C'est ainsi que Johnny Hallyday, qui ne s'est jamais exprimé sur la question (contrairement à de nombreux confrères) s'est d'ailleurs retrouvé au beau milieu du champ de tir ! Lors des débats qui se sont tenus la nuit dernière autour de l'examen du projet Hadopi (Haute autorité de protection des droits sur Internet), le rockeur a été à plusieurs reprises taxé (par contumace, évidemment) d'être un "fraudeur" et un symbole de "l'évasion fiscale". D'où la création et le vote d'un... "amendement Johnny", le numéro 211, qui établit qu'aucune sanction ne pourra être infligée à des internautes qui auront téléchargé illégalement des oeuvres dont tous les ayants droit résident dans un paradis fiscal.

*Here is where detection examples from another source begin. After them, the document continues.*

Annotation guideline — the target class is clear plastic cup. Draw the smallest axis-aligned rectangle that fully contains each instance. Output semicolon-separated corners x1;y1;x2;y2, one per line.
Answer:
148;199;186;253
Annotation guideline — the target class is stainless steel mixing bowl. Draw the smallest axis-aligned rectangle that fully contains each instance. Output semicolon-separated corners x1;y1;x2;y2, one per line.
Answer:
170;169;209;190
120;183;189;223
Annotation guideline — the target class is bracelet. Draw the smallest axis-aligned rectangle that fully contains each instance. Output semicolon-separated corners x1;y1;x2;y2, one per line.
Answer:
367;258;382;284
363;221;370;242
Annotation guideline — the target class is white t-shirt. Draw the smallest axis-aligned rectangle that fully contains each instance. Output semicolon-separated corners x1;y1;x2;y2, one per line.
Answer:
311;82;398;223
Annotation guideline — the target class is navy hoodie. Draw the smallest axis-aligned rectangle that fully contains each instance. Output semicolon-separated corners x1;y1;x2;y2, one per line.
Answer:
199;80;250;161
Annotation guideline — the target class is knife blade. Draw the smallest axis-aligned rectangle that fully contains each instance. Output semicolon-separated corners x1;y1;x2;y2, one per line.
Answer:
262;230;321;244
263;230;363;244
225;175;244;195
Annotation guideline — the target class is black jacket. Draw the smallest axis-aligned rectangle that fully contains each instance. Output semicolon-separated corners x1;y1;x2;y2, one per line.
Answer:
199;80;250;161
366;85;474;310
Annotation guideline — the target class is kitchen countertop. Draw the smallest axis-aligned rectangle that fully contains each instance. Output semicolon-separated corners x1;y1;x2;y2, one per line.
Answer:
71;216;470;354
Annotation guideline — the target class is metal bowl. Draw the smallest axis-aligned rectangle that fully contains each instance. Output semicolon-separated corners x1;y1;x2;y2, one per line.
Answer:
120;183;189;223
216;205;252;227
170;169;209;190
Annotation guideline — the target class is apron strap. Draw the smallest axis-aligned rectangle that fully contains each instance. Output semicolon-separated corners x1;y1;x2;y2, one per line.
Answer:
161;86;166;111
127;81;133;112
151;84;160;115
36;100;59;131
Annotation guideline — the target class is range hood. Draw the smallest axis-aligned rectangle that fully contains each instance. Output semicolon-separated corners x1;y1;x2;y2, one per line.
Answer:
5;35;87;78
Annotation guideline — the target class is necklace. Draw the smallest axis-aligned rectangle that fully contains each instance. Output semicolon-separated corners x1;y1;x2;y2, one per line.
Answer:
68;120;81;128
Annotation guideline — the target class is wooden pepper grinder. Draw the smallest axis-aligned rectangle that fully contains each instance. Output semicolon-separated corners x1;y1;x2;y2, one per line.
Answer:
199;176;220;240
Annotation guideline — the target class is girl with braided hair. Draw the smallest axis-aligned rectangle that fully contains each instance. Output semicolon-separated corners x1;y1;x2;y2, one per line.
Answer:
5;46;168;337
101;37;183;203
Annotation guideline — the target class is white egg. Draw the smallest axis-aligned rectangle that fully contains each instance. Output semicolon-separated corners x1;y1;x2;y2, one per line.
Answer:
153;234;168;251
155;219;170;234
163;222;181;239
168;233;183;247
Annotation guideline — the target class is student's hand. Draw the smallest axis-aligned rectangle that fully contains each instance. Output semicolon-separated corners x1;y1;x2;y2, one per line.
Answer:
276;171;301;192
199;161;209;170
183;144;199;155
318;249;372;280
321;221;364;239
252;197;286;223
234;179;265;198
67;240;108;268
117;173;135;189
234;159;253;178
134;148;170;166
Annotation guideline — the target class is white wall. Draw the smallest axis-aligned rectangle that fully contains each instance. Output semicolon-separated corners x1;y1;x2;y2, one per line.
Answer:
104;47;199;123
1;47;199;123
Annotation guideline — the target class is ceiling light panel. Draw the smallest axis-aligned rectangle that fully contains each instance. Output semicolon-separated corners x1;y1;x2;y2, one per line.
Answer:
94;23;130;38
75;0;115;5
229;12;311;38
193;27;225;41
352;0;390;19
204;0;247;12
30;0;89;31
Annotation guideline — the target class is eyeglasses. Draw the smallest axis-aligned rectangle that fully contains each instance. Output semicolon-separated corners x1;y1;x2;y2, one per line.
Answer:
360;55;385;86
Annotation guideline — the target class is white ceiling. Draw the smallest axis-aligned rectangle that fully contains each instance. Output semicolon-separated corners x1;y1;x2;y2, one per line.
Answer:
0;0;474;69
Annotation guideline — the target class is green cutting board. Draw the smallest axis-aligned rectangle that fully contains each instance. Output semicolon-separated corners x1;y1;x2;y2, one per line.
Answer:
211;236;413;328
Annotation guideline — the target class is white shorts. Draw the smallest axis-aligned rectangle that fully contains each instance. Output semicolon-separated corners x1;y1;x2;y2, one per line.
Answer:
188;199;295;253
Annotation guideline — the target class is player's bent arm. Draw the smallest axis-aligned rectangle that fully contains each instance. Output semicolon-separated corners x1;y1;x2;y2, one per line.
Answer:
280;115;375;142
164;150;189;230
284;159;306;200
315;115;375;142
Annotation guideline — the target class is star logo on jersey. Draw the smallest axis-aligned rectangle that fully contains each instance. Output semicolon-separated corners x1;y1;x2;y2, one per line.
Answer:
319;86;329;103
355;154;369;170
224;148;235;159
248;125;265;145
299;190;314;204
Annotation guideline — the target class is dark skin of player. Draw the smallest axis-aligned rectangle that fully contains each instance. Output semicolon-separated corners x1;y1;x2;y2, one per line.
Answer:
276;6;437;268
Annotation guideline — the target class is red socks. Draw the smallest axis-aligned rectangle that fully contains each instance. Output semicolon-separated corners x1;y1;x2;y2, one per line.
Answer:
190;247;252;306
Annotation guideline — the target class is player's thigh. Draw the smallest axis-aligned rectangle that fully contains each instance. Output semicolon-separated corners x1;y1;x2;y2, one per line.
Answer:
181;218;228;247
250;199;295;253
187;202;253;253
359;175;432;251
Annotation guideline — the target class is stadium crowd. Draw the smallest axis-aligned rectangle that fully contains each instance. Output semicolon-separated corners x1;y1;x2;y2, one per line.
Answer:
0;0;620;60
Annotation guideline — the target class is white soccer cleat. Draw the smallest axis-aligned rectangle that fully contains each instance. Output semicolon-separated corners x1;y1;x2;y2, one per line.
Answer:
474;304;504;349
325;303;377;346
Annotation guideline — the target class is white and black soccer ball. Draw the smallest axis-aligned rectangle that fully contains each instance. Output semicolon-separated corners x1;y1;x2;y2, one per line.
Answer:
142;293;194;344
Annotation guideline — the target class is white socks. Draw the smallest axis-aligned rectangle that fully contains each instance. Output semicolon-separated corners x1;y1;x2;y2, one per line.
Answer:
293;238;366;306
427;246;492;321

L'auteur de l'article, Jean-Luc Warsmann, enfonce le clou en explicitant : "Si vous avez une oeuvre où tous les ayants droit ont choisi de quitter le pays où l'on paye des impôts pour aller vers des paradis fiscaux, il n'est pas légitime de dépenser de l'argent public [6,7 millions d'euros pour 2009] à mettre en place un dispositif pour protéger leurs droits." Et toc !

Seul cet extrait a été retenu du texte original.